Escluso che abbiano scelto Palazzo Sardi solo perchè c’è un salone che li ospita gratis (se queste fossero le premesse, bisognerebbe chiamarli “Sulmona di male in peggio”), qualcuno azzarda un collegamento con Alessandro Sardi, barone di Rivisondoli, proprietario del palazzo fino a una cinquantina di anni fa, ideatore e presidente dell’Istituto Luce, ma ministro plenipotenziario di Mussolini; quindi neanche a parlarne.

Soccorre nella interpretazione più realistica l’immagine che campeggiava nei giorni scorsi durante un intervento di Bersani: “Italia bene comune”. E allora la fantasia nello scegliere i nomi svapora, come era già svaporata in quelli che chiamarono “delle Libertà” un partito che non ha mai fatto un congresso per eleggere “con metodo democratico” (come prevede la Costituzione) il segretario.
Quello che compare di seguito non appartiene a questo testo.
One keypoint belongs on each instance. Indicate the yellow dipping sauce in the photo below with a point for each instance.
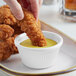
(28, 43)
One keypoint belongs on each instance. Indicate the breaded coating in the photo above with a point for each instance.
(17, 30)
(6, 16)
(7, 48)
(5, 51)
(5, 31)
(30, 26)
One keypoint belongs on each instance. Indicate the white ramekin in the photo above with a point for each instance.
(39, 58)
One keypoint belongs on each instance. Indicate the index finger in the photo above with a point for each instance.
(15, 8)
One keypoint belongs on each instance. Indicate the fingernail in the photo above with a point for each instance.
(20, 16)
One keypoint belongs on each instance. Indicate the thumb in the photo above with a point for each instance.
(15, 8)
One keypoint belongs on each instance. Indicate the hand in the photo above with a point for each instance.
(32, 5)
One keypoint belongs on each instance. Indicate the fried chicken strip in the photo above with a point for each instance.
(5, 31)
(6, 16)
(5, 51)
(30, 26)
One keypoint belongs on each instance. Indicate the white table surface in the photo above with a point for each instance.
(50, 15)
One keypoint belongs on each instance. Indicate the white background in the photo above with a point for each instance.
(50, 15)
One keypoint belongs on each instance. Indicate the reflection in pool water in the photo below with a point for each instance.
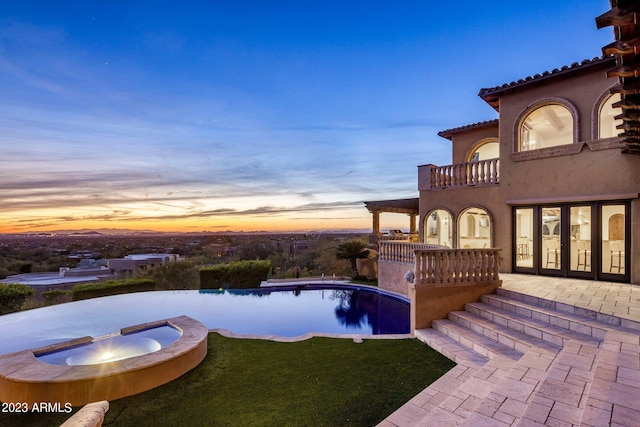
(114, 347)
(286, 312)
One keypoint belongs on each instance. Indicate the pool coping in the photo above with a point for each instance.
(27, 380)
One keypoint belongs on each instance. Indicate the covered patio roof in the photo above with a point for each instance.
(406, 206)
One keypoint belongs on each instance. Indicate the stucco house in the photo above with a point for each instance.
(551, 183)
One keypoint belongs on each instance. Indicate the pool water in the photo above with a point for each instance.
(286, 312)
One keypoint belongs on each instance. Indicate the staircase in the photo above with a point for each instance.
(524, 361)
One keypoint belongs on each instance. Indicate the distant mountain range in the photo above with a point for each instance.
(127, 232)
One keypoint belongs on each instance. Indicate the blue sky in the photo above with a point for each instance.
(251, 115)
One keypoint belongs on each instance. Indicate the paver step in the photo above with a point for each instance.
(474, 341)
(577, 323)
(570, 309)
(535, 328)
(501, 333)
(450, 348)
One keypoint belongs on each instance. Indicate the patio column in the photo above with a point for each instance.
(376, 222)
(412, 223)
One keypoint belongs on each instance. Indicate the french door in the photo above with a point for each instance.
(586, 240)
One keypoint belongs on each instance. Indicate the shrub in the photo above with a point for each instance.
(236, 275)
(111, 287)
(12, 297)
(173, 275)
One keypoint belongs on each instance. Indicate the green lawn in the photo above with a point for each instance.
(318, 382)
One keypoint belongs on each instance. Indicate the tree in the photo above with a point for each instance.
(352, 250)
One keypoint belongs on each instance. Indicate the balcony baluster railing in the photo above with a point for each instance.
(483, 172)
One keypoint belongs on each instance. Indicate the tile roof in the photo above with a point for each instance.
(491, 95)
(450, 132)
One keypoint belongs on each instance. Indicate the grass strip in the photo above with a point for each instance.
(317, 382)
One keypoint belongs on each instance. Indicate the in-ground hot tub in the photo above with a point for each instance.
(27, 379)
(136, 341)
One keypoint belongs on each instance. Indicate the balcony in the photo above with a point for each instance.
(470, 174)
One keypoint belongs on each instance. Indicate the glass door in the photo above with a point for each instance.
(614, 243)
(589, 241)
(551, 244)
(580, 254)
(524, 238)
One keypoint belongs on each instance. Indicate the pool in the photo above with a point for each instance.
(280, 311)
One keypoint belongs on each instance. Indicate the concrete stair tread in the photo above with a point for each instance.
(546, 331)
(503, 334)
(450, 348)
(578, 323)
(582, 313)
(475, 341)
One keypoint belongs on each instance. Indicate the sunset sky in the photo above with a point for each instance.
(251, 115)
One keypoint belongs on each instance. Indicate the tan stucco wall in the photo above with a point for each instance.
(597, 171)
(391, 276)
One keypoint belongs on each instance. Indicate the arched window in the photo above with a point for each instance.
(546, 126)
(606, 122)
(484, 150)
(474, 228)
(438, 228)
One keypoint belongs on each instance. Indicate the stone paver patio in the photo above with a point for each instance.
(542, 352)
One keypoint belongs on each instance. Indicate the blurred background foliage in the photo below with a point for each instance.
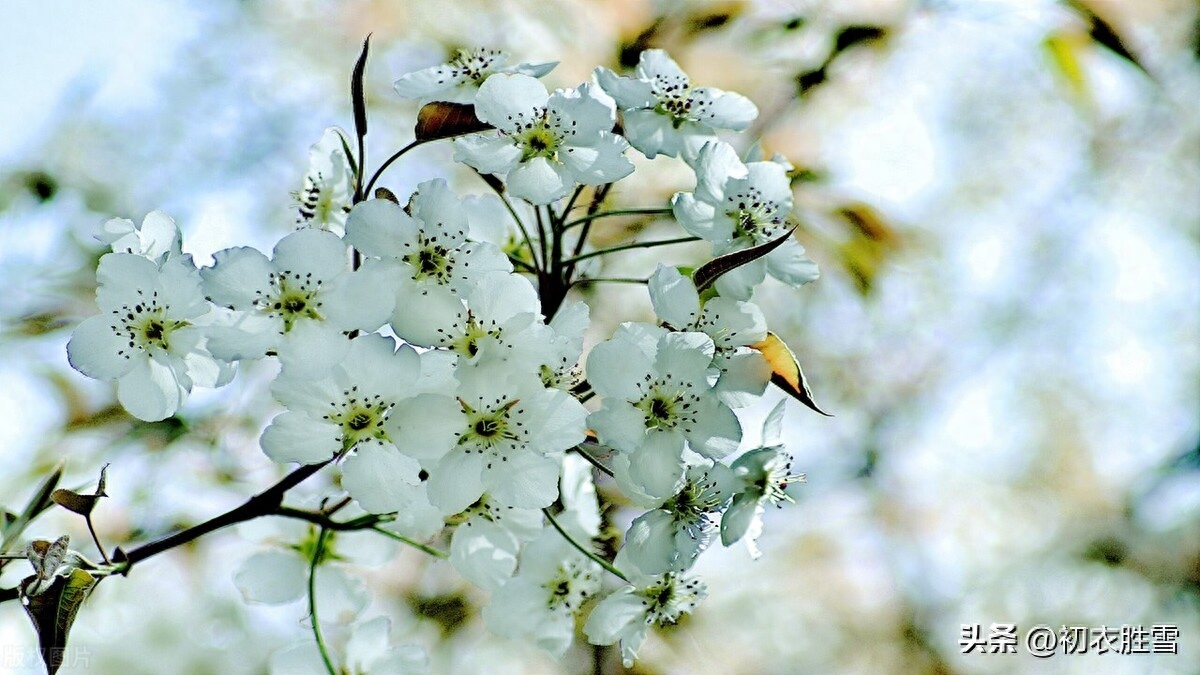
(1003, 201)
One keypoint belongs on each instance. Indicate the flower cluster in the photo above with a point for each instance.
(431, 348)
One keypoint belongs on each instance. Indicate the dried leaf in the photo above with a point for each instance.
(45, 557)
(357, 97)
(786, 371)
(708, 273)
(53, 613)
(442, 119)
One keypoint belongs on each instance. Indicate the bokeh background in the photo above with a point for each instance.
(1005, 207)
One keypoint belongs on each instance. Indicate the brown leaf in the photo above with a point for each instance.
(442, 119)
(708, 273)
(786, 371)
(53, 613)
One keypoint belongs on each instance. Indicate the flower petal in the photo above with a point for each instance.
(540, 180)
(294, 436)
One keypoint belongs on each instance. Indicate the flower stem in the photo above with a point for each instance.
(634, 245)
(387, 163)
(579, 547)
(610, 280)
(417, 545)
(317, 554)
(591, 217)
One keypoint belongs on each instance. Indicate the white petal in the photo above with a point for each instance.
(379, 227)
(312, 348)
(556, 420)
(364, 298)
(294, 436)
(485, 554)
(95, 346)
(717, 165)
(743, 511)
(151, 390)
(657, 467)
(237, 276)
(657, 64)
(526, 481)
(649, 542)
(591, 112)
(316, 251)
(505, 100)
(699, 217)
(791, 266)
(487, 153)
(723, 109)
(619, 424)
(425, 426)
(429, 82)
(341, 597)
(598, 162)
(616, 366)
(540, 180)
(271, 577)
(739, 284)
(651, 133)
(673, 297)
(456, 482)
(629, 93)
(717, 431)
(376, 475)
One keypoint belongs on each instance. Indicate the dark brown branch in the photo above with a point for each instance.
(263, 503)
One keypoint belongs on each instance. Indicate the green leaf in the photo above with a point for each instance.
(384, 193)
(786, 371)
(442, 119)
(853, 35)
(1102, 33)
(708, 273)
(357, 97)
(53, 613)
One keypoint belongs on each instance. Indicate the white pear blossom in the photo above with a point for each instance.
(657, 395)
(561, 359)
(509, 444)
(762, 477)
(484, 547)
(738, 205)
(547, 143)
(732, 324)
(663, 113)
(149, 335)
(541, 602)
(671, 536)
(157, 238)
(628, 614)
(328, 186)
(370, 405)
(299, 305)
(279, 574)
(459, 79)
(437, 263)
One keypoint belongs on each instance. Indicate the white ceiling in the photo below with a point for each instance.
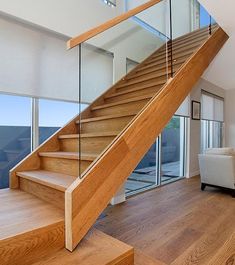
(221, 71)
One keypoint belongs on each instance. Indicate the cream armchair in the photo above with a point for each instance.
(217, 168)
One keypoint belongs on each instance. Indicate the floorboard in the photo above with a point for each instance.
(177, 224)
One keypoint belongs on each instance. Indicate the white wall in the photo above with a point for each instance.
(35, 63)
(127, 40)
(68, 17)
(52, 71)
(230, 118)
(158, 16)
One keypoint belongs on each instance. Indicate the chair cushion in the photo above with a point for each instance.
(220, 151)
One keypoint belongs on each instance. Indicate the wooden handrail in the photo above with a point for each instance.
(109, 24)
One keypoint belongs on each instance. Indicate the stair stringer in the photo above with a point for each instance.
(85, 199)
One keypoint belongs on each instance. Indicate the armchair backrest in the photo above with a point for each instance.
(217, 169)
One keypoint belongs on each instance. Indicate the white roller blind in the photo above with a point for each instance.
(36, 63)
(212, 107)
(184, 109)
(97, 72)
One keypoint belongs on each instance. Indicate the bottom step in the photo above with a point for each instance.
(96, 248)
(29, 228)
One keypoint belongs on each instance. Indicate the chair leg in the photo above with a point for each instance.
(203, 186)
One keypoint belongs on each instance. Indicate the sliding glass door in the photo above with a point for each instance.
(145, 175)
(212, 124)
(165, 160)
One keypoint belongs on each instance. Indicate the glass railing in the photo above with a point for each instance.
(119, 69)
(105, 59)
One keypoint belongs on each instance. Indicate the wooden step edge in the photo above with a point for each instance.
(121, 102)
(162, 65)
(161, 55)
(17, 151)
(191, 39)
(69, 155)
(107, 117)
(97, 248)
(155, 62)
(115, 94)
(143, 259)
(127, 84)
(136, 80)
(89, 135)
(176, 63)
(140, 87)
(196, 32)
(53, 180)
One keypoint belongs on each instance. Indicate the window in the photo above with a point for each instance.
(212, 123)
(15, 133)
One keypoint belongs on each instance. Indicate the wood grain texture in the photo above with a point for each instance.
(44, 192)
(87, 198)
(176, 224)
(97, 248)
(29, 228)
(109, 24)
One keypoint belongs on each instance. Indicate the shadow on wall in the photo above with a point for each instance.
(170, 149)
(15, 145)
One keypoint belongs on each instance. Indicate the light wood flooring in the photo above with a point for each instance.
(177, 224)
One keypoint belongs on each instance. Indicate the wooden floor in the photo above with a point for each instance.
(177, 224)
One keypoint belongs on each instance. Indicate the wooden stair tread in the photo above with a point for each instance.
(69, 155)
(106, 117)
(143, 259)
(96, 248)
(137, 80)
(54, 180)
(134, 99)
(22, 212)
(139, 85)
(89, 135)
(11, 151)
(115, 94)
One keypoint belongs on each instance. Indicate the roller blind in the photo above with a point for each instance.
(212, 107)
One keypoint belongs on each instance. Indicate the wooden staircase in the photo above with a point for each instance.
(48, 207)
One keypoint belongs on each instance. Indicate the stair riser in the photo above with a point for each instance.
(137, 83)
(155, 69)
(64, 166)
(175, 57)
(27, 248)
(177, 51)
(154, 65)
(140, 77)
(157, 73)
(45, 193)
(142, 92)
(195, 36)
(135, 106)
(116, 124)
(184, 45)
(12, 156)
(88, 145)
(25, 143)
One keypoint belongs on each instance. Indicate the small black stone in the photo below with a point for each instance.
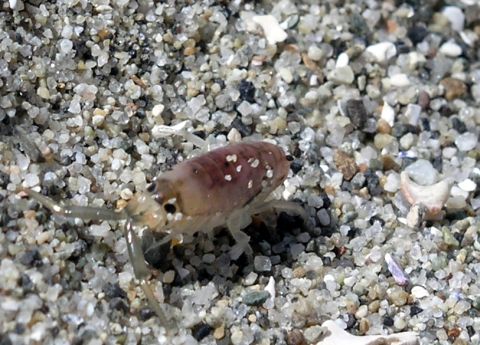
(357, 113)
(20, 328)
(388, 321)
(326, 200)
(244, 130)
(400, 129)
(146, 313)
(156, 253)
(414, 310)
(26, 283)
(373, 183)
(256, 298)
(425, 124)
(296, 166)
(4, 179)
(31, 258)
(417, 33)
(437, 163)
(201, 331)
(247, 91)
(114, 291)
(458, 236)
(118, 303)
(402, 47)
(351, 321)
(5, 339)
(458, 125)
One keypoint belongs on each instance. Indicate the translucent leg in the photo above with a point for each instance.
(289, 207)
(72, 211)
(180, 130)
(142, 272)
(242, 245)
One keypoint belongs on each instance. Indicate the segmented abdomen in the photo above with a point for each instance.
(227, 178)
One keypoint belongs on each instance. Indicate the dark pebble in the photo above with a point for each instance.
(201, 331)
(458, 125)
(357, 113)
(256, 298)
(446, 111)
(424, 100)
(351, 321)
(247, 91)
(295, 337)
(20, 328)
(359, 26)
(388, 321)
(244, 130)
(402, 47)
(373, 183)
(26, 283)
(326, 200)
(400, 129)
(414, 310)
(296, 166)
(146, 313)
(155, 253)
(114, 291)
(118, 303)
(5, 339)
(437, 163)
(31, 258)
(417, 33)
(458, 236)
(4, 180)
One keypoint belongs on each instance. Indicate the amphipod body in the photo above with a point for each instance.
(222, 187)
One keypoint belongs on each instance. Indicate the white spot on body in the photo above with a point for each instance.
(255, 163)
(231, 158)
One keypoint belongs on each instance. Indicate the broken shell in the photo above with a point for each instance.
(433, 197)
(334, 335)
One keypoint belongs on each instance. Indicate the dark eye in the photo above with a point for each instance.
(170, 208)
(151, 187)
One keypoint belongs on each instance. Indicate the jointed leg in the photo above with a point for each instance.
(72, 211)
(235, 225)
(289, 207)
(180, 130)
(142, 272)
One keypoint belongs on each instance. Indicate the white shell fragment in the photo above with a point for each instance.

Non c’è la “immaginazione al potere”: che sia un modo di chiamarsi diversamente a sinistra? Spazio c’è per tutti, beninteso, ad incominciare dalla frangia dei “miglioristi in Comune” che non potrebbe non proporsi come estensione ideale del bene comune; ci sono scaffali interi scritti sul Migliorismo e Wikipedia annovera tra i miglioristi anche Napolitano. Insomma c’è da partire stanchi prima ancora che si aprano i comizi elettorali solo a rispondere a quanti chiederanno: “Ma perchè solo bene e non meglio?” con il rischio che il solito sbruffone potrebbe raccogliere qualche firma e presentare “Sulmona ottimo comune”. E chi lo raggiungerebbe più?